The historic logjam in U.S. Immigration Court

In recent years, the U.S. immigration system has faced an unprecedented collapse.

The number of cases pending in Immigration Court has reached a record high of more than 3 million, according to the Transactional Records Access and Information Center (TRAC) at Syracuse University.

Exponential Growth in Immigration Court Backlogs

TRAC report reveals that the backlog of cases has grown by 1 million in just the past 12 months.

In January 2021, at the start of the Biden Administration, the Office of Immigration Review (EOIR) already had a backlog of about 1.2 million cases. This number has increased alarmingly, placing the immigration system in a critical state.

During the Donald Trump administration, the backlog of cases in Immigration Court was approximately 520,000 files. However, the backlog problem has persisted for years, with no administration managing to effectively address it.

Impact of the Backlog on the Immigration System

The steadily increasing backlog in Immigration Court has generated significant consequences for immigrants and the system as a whole. The TRAC report notes that, during the last quarter of July through September 2023, the backlog of cases increased by nearly 400,000, with an average increase of 130,000 filings per month.

This situation highlights the depletion of the system’s capacity to hear, review and decide cases, especially those related to asylum claims.

Impact of the Immigration Court backlog is not limited to asylum cases alone. Backlogs in case resolution also affect those immigrants who have a good asylum case or a strong defense to avoid deportation.

These individuals must wait months or even years for a hearing, living in constant uncertainty about the outcome of their legal process.

Hiring New Immigration Judges

In an attempt to address the backlog in Immigration Court, the Biden Administration accelerated the hiring of new immigration judges. According to the latest EOIR personnel records, there are currently a total of 682 sitting judges.

Each judge has closed an average of about 975 cases during the last fiscal year. This closure rate is nearly one-third higher than it was seven years ago, during the last year of the Obama administration.
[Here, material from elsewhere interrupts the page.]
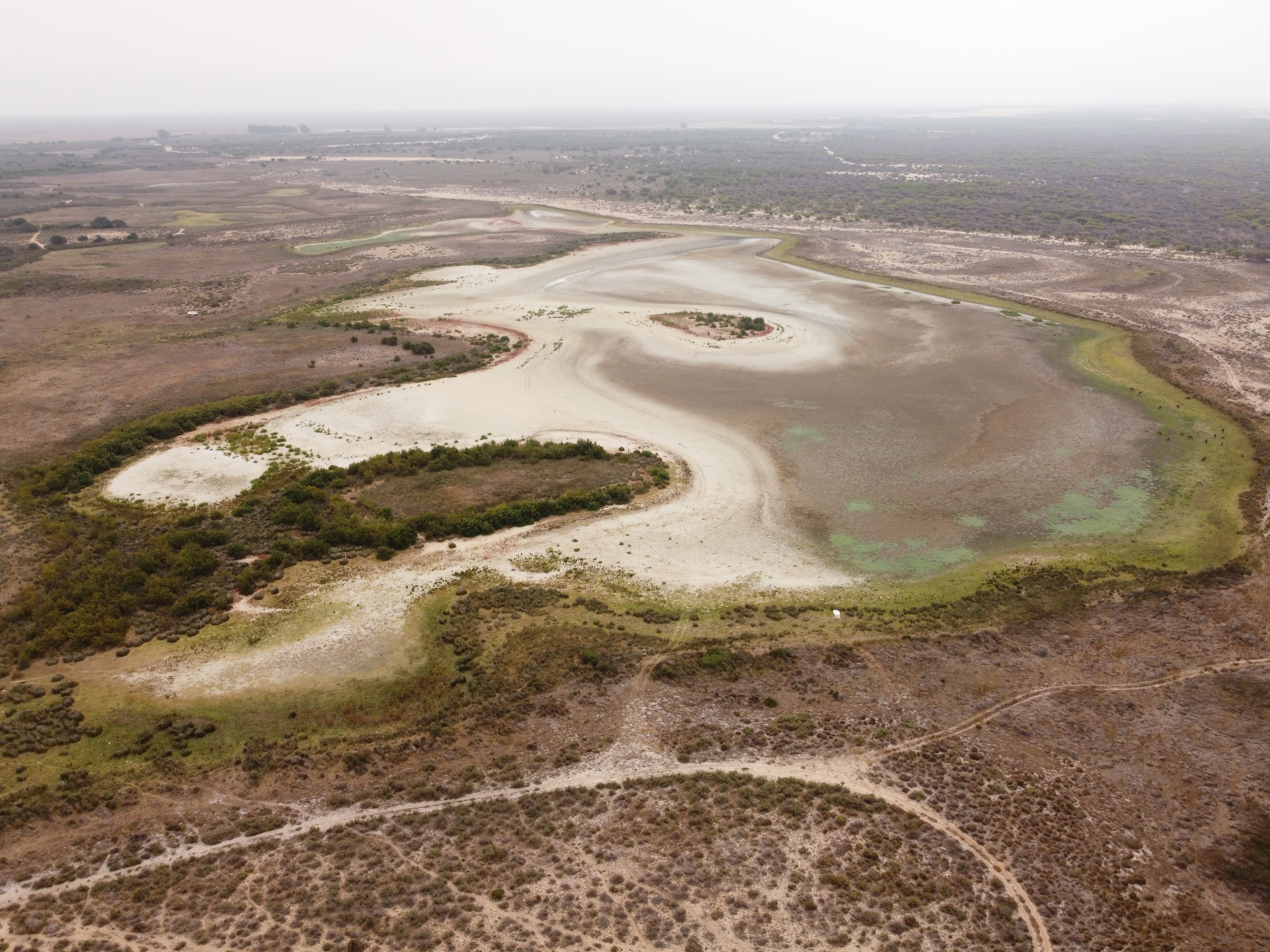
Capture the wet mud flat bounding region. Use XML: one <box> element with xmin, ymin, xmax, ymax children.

Despite the hiring of new judges, the steady flow of incoming cases to the Immigration Court has led to an increase in each judge’s caseload. On average, each judge is assigned approximately 4,500 dockets. This means that, considering the overall average number of cases heard in a year, each case can take about 4.6 years to be resolved.

This alarming delay is a cause for concern for both immigration attorneys and immigrant rights organizations.
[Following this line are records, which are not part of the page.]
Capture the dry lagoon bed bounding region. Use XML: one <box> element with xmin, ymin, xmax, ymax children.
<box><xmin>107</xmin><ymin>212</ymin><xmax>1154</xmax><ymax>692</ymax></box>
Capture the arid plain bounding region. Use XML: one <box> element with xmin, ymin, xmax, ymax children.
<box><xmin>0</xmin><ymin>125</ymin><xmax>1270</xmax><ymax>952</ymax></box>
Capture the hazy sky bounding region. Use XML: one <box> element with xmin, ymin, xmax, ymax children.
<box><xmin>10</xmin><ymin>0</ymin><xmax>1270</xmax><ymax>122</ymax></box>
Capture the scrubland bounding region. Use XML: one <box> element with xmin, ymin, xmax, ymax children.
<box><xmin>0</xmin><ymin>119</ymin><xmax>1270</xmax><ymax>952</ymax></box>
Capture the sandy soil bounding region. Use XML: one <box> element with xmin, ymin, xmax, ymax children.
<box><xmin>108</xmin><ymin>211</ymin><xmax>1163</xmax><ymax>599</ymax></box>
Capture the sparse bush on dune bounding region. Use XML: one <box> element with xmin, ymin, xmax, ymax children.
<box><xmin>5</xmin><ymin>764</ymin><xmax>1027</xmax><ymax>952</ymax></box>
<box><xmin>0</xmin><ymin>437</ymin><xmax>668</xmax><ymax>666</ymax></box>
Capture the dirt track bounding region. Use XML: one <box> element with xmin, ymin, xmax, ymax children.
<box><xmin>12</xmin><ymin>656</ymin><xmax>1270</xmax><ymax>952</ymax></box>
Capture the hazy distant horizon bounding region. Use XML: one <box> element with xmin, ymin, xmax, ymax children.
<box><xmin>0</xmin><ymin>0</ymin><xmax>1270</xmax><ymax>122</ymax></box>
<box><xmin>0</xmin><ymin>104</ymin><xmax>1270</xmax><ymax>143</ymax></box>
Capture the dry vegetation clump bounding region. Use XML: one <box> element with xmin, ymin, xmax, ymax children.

Consequences of Immigration Court Backlogs

The Immigration Court backlog has significant implications for immigrants and their legal rights.

Many cases of immigrants who have been waiting for a legal benefit, such as permanent residency or adjustment of status, have experienced delays in their hearings and resolutions. This creates uncertainty and prolongs the waiting time to obtain a legal decision.

In addition, the backlog in Immigration Court also benefits those immigrants whose cases are weaker or who do not have a strong basis for winning a deportation trial.

These individuals can obtain employment authorization after 180 days of applying for asylum, allowing them to remain in the United States for the duration of the legal process1. However, this benefit does not compensate for the stress and insecurity they face during the long years of waiting.


The historic backlog in the U.S. Immigration Court reflects the collapse of the immigration system and its devastating consequences for immigrants. With more than 3 million cases pending and an average delay of 4.6 years for resolution, it is clear that urgent action is required to address this problem.

It is critical that future administrations implement effective measures to expedite the case resolution process and ensure due process for all immigrants. Adequate resources must also be allocated to hire more immigration judges and improve the responsiveness of the U.S. immigration system.

Ultimately, it is necessary to recognize that the U.S. immigration system requires comprehensive reform to effectively and fairly address current challenges. Only through meaningful and sustained change can we achieve a fairer, more efficient and humane immigration system.